Wednesday, May 19, 2021
Home > Literasi > Opini/esai > Fasilitas Publik yang Tak Ramah Anak

Fasilitas Publik yang Tak Ramah Anak

Tatatertib Pedestrian Jomblo

Di bawah kepemimpinan walikota Jambi Sy Fasha, wajah Kota Jambi mengalami perubahan. Banyak taman-taman dibangun untuk mengubah citra Jambi menjadi kota yang nyaman. Bukan hanya nyaman dipandang, melainkan juga nyaman untuk ditempati, terlebih lagi dirindukan bagi mereka yang merantau.

Salah satu taman yang cukup menonjol dan pernah melahirkan kontroversi, yakni Taman Jomblo. Fasha digadang-gadang sebagian besar masyarakat sebagai peniru Ridwan Kamil – Walikota Bandung –  karena beliau juga telah lebih dulu mendirikan Taman Jomblo di Bandung. Lantas, apakah meniru adalah hal yang salah? Meski banyak yang protes terkait penamaan taman, tak sedikit pula yang mendukung pembangunan taman kota ini.

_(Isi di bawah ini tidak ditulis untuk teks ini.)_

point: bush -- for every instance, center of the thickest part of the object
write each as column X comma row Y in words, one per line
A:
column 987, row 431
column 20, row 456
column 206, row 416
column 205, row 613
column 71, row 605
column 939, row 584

Taman Jomblo Jambi terletak di Jalan Jendral Basuki Rahmat, Paal Lima, Kota Baru, Kota Jambi, tepatnya bersebelahan dengan kantor Walikota Jambi. Taman ini bisa digunakan sebagai tempat santai bersama keluarga, tempat jogging, bermain sepeda, atau tempat nongkrong bagi anak-anak muda. Biasanya paling ramai saat akhir pekan. Tak ketinggalan pula para pedagang kaki lima yang siap meraup untung. Para pengunjung bisa juga berfoto di trotoar warna-warni atau di depan jargon taman ini yang bertuliskan Pedestrian Jomblo. Dalam Kamus Bahasa Indonesia V, arti pedestrian, yakni pejalan kaki.

Baca juga: Ada Ultraman di Taman Jomblo

Pengunjung Taman Jomblo sendiri bermacam-macam, mulai dari balita hingga orang dewasa. Yang sudah tua pun boleh datang ke tempat ini, asal dalam pengawasan keluarga ya! Memang tempat ini dialokasikan buat pengunjung untuk berjalan kaki. Selain sehat, pengunjung juga bisa mencuci mata. Bagi Sahabat Puan yang senang berolahraga, bisa juga datang ke tempat ini. Alat-alat olahraga sudah terpasang di trotoar warna-warni. Sayangnya, masih banyak masyarakat yang belum memahami peraturan penggunaan alat-alat olahraga tersebut.